Le troisième projet conduit par Gbobètô et le CBF, est le comptoir du plastique. Celui-ci est une filière d’achat de des matières plastiques dans toute la ville de Porto-Novo et les communes environnantes pour leur recyclage en de petites paillettes. Celles-ci seront revendues à des industriels au Togo et au Ghana qui en feront des produits finis a expliqué Naomi Fagla Medegan. L’intérêt de ce projet, est de faire vivre la filière de collecte à Porto-Novo en faisant utilisé moins de plastiques vierges aux industriels pour un moindre impact environnemental par rapport à leur production a-t-elle poursuivi.

Le quatrième et dernier projet co-piloté par le Conseil des Béninois de France et Gbobètô, est la sensibilisation. Il consiste à la mise en place des locaux poubelles dans les écoles de Porto-Novo et les recyclages. En échange à cette activité, le CBF et Gbobètô financent les projets socio-éducatif des écoles concernées. Objectif, faire comprendre aux apprenants et enseignants qu’en préservant leur environnement, ils apportent également des bienfaits à leur cadre de vie et de travail.
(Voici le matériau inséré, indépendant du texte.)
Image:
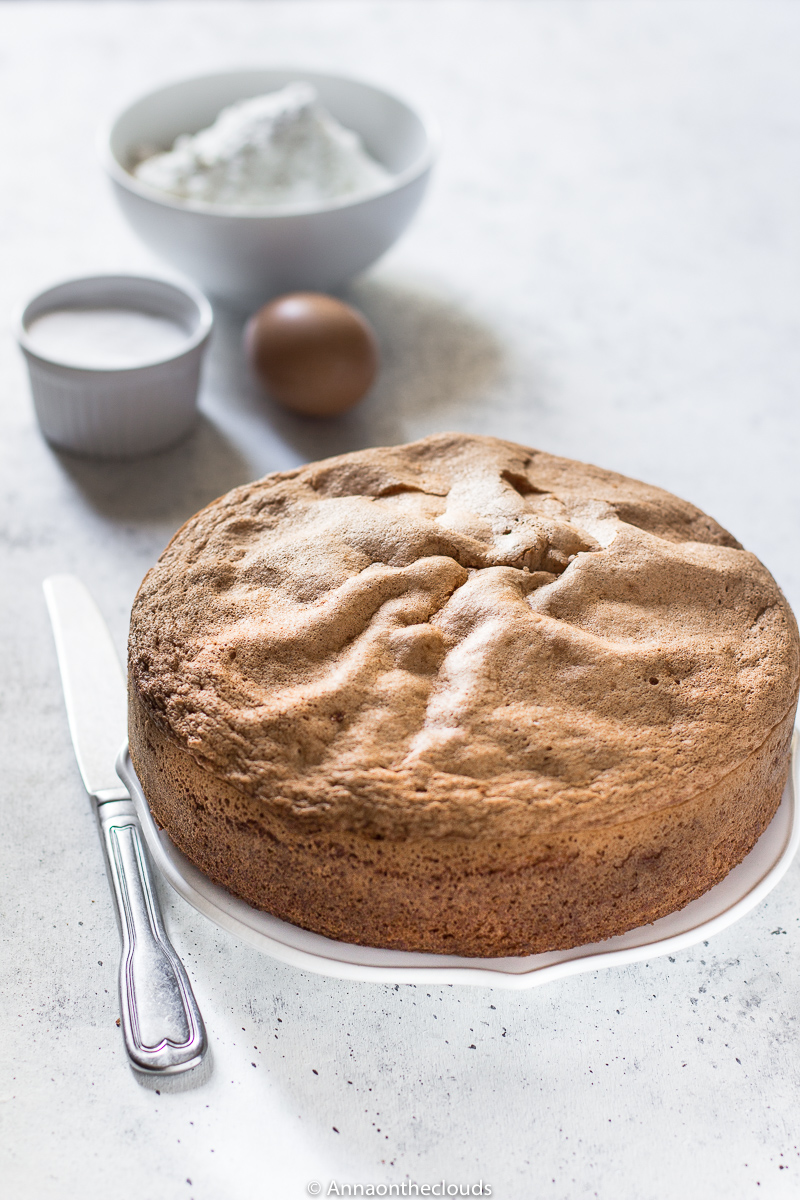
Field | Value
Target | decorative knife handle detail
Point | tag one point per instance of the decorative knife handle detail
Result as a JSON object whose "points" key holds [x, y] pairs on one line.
{"points": [[161, 1020]]}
Les réalisations peuvent être là construction de bibliothèque, de latrines ou l’accès à l’eau.

Résultats immédiats

Depuis la mise en œuvre de ces projets conjointement conduits par le CBF et Gbobètô, les résultats sont satisfaisants. Environ dix mille élèves ont été sensibilisés sur le tri sélectif. Les dix écoles bénéficiaires du projet disposent des infrastructures socio-éducatif financées par les deux associations. En effet, les membres des écoles bénéficiaires trient les déchets dans les locaux fournis par l’association. Ils les récupèrent ensuite pour les envoyer en recyclage. Pour la filière de collecte des déchets l’ONG a pu réunir une centaine de petits récupérateurs et une vingtaine de récupératrices qui travaillent avec elle.
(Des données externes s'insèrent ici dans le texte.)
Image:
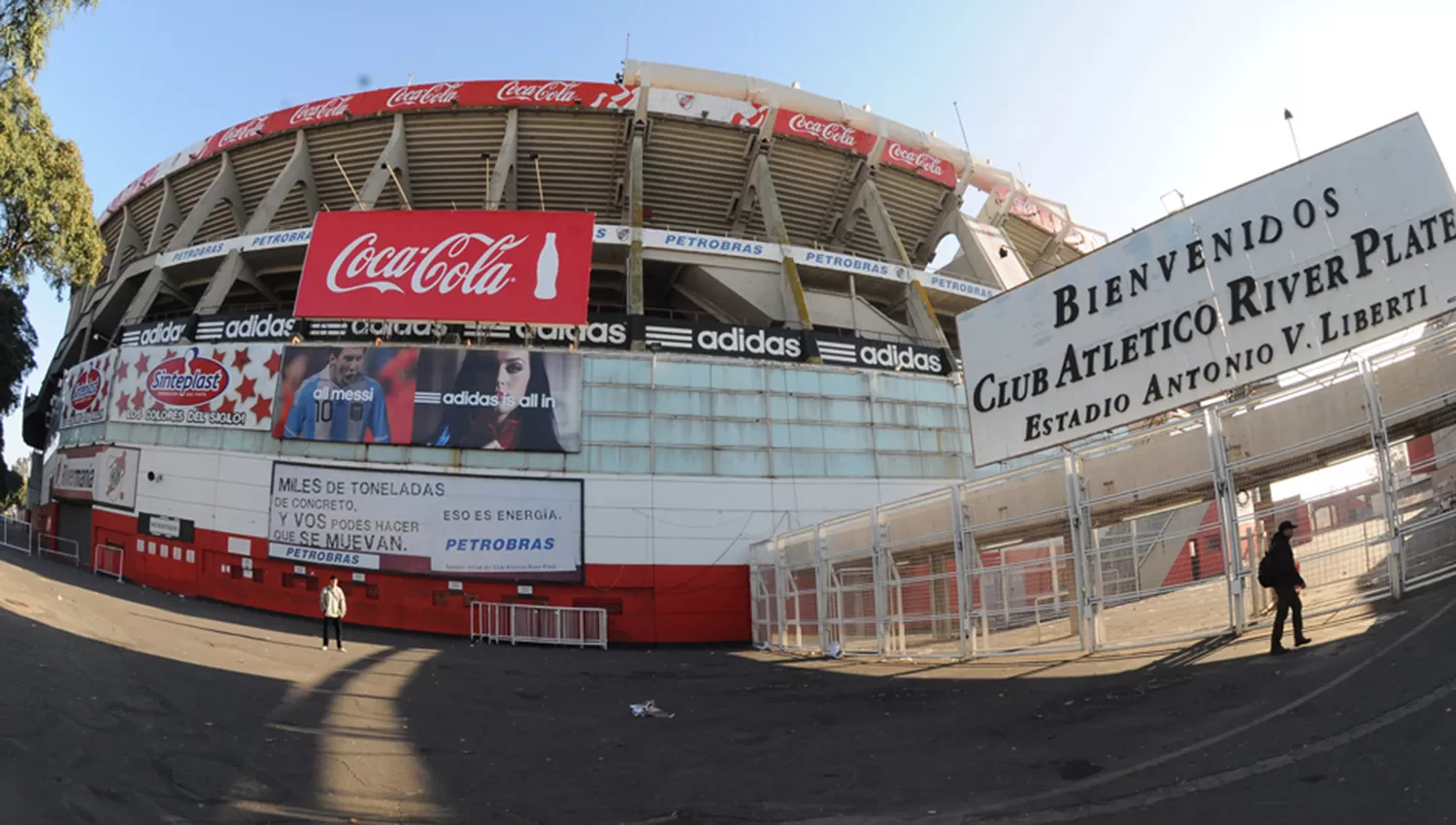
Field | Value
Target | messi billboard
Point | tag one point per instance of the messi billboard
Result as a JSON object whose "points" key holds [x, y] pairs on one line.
{"points": [[453, 398]]}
La filière de fabrication de combustible, a fait naître les groupements de potières qui fabriquent les foyers améliorés et des groupements agricoles qui fournissent la matière première qui permettent aux clients de s’offrir du combustible à prix abordable.
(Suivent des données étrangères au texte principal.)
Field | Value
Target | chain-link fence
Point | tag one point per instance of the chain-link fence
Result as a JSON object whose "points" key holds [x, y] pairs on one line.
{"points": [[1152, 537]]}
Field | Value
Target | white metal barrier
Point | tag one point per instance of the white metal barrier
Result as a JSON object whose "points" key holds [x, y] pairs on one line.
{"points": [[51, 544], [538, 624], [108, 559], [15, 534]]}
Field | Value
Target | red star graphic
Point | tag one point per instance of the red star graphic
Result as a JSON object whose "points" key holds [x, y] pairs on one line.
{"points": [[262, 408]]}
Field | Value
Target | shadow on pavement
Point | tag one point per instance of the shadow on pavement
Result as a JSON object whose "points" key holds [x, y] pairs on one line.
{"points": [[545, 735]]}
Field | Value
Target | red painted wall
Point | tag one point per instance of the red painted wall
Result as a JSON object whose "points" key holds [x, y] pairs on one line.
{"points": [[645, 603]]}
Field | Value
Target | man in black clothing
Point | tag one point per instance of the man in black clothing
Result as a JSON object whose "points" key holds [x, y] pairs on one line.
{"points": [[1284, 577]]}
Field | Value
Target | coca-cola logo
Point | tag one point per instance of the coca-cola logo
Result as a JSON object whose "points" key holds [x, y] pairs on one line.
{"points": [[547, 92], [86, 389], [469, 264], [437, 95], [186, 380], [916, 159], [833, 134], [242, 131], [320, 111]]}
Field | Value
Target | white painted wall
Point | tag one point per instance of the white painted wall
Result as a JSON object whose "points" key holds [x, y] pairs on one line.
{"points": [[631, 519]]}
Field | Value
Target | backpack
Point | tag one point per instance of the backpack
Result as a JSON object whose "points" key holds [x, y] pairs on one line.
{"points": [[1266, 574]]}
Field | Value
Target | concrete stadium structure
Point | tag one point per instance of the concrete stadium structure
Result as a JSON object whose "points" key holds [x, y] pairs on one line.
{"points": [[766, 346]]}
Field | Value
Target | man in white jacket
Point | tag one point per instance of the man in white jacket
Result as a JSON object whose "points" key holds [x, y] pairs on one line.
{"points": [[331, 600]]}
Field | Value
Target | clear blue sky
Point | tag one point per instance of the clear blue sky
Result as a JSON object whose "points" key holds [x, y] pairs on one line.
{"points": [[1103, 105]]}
Après le site de Gbobètô et les points de regroupement de foun-foun et de Tokpota de Porto-Novo, la délégation du CBF a mis le cap sur Avrankou où se trouve le site du projet d’autonomisation des femmes en agriculture de l’ONG EJE. Ce projet qui bénéficie également du soutien du CBF, a pour objectif de former des femmes dans les domaines spécifiques. Le recrutement des femmes est déjà en cours a confié Éric Adefalou, Directeur exécutif de l’ONG EJE.

Le site dispose déjà des infrastructures et matériels nécessaires pour les différentes activités qui se mènent, a constaté la délégation du CBF. Le bâtiment de formation, l’usine de transformation de l’huile rouge, les poulaillers pour l’élevage de la volaille et bien d’autres.
Au terme de cette journée de visite, c’est une lueur d’espoir pour les membres de la délégation. « C’est un plaisir de voir que ces projets portent déjà des fruits », s’est réjouie Éliane Aïssi vice-présidente du conseil des Béninois de France.

« Je ne suis pas mécontente de ce que nous faisons depuis 23 ans. Ce qui se fait est encourageant donc ne baissons pas les bras », a déclaré Annie Mehou-Loko membre de la délégation.